Snake by Kate Jennings

DATE FINISHED: July 25th, 2012 

RATED: **** (4.5)

SYNOPSIS:  This is the story of a marriage between polar opposites, dissatisfaction snaking through it from the start.  Rex is a solid man of earth, accepting of disappointments, and simply looking to settle into his own corner of land.  Irene is flighty as the air and soon resentful of the man and life she has tied herself to.  As the children grow up, Rex and Irene grow further apart under a scorching, suffocating sun.

THOUGHTS:  This deceptively simple story is built up through a chain of vividly realised images – the stark landscape, the hollow lives, the hope and the melancholy. Jennings effortlessly portrays a sense of looming darkness and stultifying claustrophobia under the expansive horizon of the outback. Her characters come alive through perfectly judged, vividly visual images of moods that are instantly recognisable, yet full of surprises and unexpected humour, too.  Each chapter is titled as though it stands alone as an individual prose poem, and they do: the chapters are short, concise, pointed, but utterly earthed, and each illumining a thought or deed which shapes the emerging story.

“Irene’s moods filled the house; there was no escaping.  Rex was pinned by them to the walls, pushed into corners.  Leaving the house did not make it any better; everywhere, sweeping blue sky, an horizon that stretched to the back of beyond, and yet he was suffocating.”

Reined in by the social expectations of the post-war period, Irene is tethered by somebody else’s idea of domestic bliss.
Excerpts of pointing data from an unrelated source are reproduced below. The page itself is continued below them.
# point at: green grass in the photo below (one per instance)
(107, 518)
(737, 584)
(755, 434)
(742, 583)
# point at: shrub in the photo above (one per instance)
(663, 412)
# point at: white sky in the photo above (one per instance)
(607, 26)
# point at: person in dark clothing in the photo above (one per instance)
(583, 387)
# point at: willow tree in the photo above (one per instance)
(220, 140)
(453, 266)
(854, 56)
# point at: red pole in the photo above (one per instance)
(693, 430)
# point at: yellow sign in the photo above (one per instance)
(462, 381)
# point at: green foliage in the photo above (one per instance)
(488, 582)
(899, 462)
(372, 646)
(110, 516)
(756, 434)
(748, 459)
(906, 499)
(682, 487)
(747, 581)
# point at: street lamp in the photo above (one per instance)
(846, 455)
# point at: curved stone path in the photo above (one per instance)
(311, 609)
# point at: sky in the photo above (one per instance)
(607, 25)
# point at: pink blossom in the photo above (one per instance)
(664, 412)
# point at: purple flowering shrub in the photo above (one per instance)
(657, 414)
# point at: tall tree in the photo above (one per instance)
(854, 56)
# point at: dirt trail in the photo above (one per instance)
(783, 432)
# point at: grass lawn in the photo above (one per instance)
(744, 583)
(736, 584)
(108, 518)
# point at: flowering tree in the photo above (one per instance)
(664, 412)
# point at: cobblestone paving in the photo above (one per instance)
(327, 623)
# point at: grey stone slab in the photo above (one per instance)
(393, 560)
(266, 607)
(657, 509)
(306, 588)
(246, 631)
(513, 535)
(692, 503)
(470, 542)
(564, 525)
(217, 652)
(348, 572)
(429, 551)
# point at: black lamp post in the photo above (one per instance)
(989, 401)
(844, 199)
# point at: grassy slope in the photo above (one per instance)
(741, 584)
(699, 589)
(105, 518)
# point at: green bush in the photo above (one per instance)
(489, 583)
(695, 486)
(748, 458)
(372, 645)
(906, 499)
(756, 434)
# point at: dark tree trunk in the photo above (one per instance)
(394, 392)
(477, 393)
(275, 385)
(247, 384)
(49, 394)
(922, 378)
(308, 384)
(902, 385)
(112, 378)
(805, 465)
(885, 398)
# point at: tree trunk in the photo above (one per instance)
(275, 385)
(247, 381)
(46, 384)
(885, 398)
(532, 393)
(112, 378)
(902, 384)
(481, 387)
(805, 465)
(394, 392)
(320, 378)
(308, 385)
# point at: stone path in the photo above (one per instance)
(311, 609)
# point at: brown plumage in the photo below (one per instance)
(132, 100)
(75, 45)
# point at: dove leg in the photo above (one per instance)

She is young, selfish, restless, and unable to grasp the bigger picture. Rex provides stability and the wrong kind of freedom. He is equally trapped, incapable of reacting against his hostile environment where the children, too, are foreign animals to him.

Snake is a portrait of the protracted disintegration of a marriage and the increasing desperation of the people within it.  Bleak though it sounds, this novella is startling in its clarity and power: the ultimate anti-love story.

FOLLOWING ON: The oppressive, shimmering heat of the outback reminds me of Oyster by Janette Turner Huspital, while the period, small town community, farming life and dry marriage are closer to Everyman’s Rules for Scientific Living by Carrie Tiffany.  The relationship between Rex and Irene also reminded of Billy’s parents in The Voices by Susan Elderkin.  The slow build-up of story through individual tableaux is mirrored in Sixty Lights by Gail Jones.